Özgürlük, barış ve ekmek talebini görmek ve çözüm yoluna girmek tek gerçekçi çözümdür. Ve iktidar yapısal açmazları nedeniyle ters yönde ilerlemektedir. Sistemik krizlerin güncel girdiler ile genişleyerek yönetme krizine yol açtığı bu tablonun işaret ettiği şey çözümsüzlüktür. Ve çözümsüzlüğü aşarak durumu devrimci yönde derinleştirecek tek şey halkın seçim-sandık düzleminden çıkarak doğrudan devreye girmesidir
Deniz Altun
Türkiye’nin siyasal sistemi, kurulduğu ilk andan itibaren toplumsal mühendislik mantığı üzerine inşa edilmiştir.
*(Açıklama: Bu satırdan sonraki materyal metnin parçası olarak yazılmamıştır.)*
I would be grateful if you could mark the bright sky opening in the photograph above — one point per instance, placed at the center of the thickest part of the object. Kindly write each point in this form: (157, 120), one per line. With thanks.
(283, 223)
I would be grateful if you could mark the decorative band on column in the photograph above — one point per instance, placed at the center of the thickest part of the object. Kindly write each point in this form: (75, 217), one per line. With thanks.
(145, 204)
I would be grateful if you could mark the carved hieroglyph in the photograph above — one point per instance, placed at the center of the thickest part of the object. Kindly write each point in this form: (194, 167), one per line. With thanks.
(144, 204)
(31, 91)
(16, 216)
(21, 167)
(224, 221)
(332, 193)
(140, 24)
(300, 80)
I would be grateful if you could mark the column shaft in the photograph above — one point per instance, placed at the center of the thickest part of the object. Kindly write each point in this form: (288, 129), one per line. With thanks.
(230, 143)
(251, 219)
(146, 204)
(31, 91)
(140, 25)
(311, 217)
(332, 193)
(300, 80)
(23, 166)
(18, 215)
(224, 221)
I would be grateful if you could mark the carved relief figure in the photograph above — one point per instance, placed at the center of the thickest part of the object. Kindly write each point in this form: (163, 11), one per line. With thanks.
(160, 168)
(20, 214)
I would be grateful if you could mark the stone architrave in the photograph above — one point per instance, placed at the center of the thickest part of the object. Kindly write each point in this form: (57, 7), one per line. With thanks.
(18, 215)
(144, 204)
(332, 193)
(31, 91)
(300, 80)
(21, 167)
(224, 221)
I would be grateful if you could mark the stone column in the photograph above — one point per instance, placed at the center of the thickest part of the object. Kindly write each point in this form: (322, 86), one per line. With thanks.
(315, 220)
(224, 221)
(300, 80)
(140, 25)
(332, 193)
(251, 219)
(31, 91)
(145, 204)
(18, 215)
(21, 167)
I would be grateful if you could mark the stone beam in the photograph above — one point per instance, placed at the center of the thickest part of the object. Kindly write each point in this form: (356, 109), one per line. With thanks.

Kürtlerin, Alevilerin, Ermenilerin, Rumların ve diğer ulusların inkarı ve asimilasyonu üzerine kurulmuştur. Bu tekçi anlayış devletin kurucu kodlarında işlenmiş ve zaman içinde genetik olarak aktarılarak kendini yeniden ve yeniden üretmiştir. Bu kod daha çok ulusal ve inançsal kesimlere dönük görünür olsa da bunlarla sınırlı değildir. Devleti kuran akıl ekonomik inşa sürecini de bu bakış açısı ile şekillendirmiştir. İzmir İktisat Kongresi’nde temelleri atılan ve “sınıfsız, zümresiz kaynaşmış kitle” mottosuyla özetlenen ekonomik düzen, kapitalizmin geri, vahşi ve korporatist bir türüdür. Bu anlayış, faşist toplum mühendisliğinin ilk biçimlerinden biri olarak Mussolini ve Hitler dönemlerinde de görülmüştür. Türk kapitalizmi Ermeni ve Rumlar başta gelmek üzere halkları ortadan kaldırmakla kalmamış ilk sermaye birikimini bu halkaların birikimini iç ederek kanla karmıştır. Yine Kürdistan ve Kürt’ün reddedilmesi konusu inkâr, imha ve asimilasyon pratiklerinin Kürdistan’ın yeraltı ve yerüstü kaynaklarının yağmalanmasına bağlanan sömürge ekonomisi ile birleşmektedir. Yani tekçilik sadece kültürel ve ideolojik kodları tanımlayan bir kavramlaştırma olmanın ötesinde bir içeriğe sahiptir. Toplumun tüm katlarıyla ve tekçi anlayışla atomize edilmesi ve yeniden kalıba dökülmesi demektir. Bu sistem, yıllar içinde değişiklikler geçirse de “Ata” mirası bir kod olarak egemenler içinde aktarılmıştır. MGK uzun yıllar boyunca siyasi sistemin merkezi ve taşıyıcısı olmuştur.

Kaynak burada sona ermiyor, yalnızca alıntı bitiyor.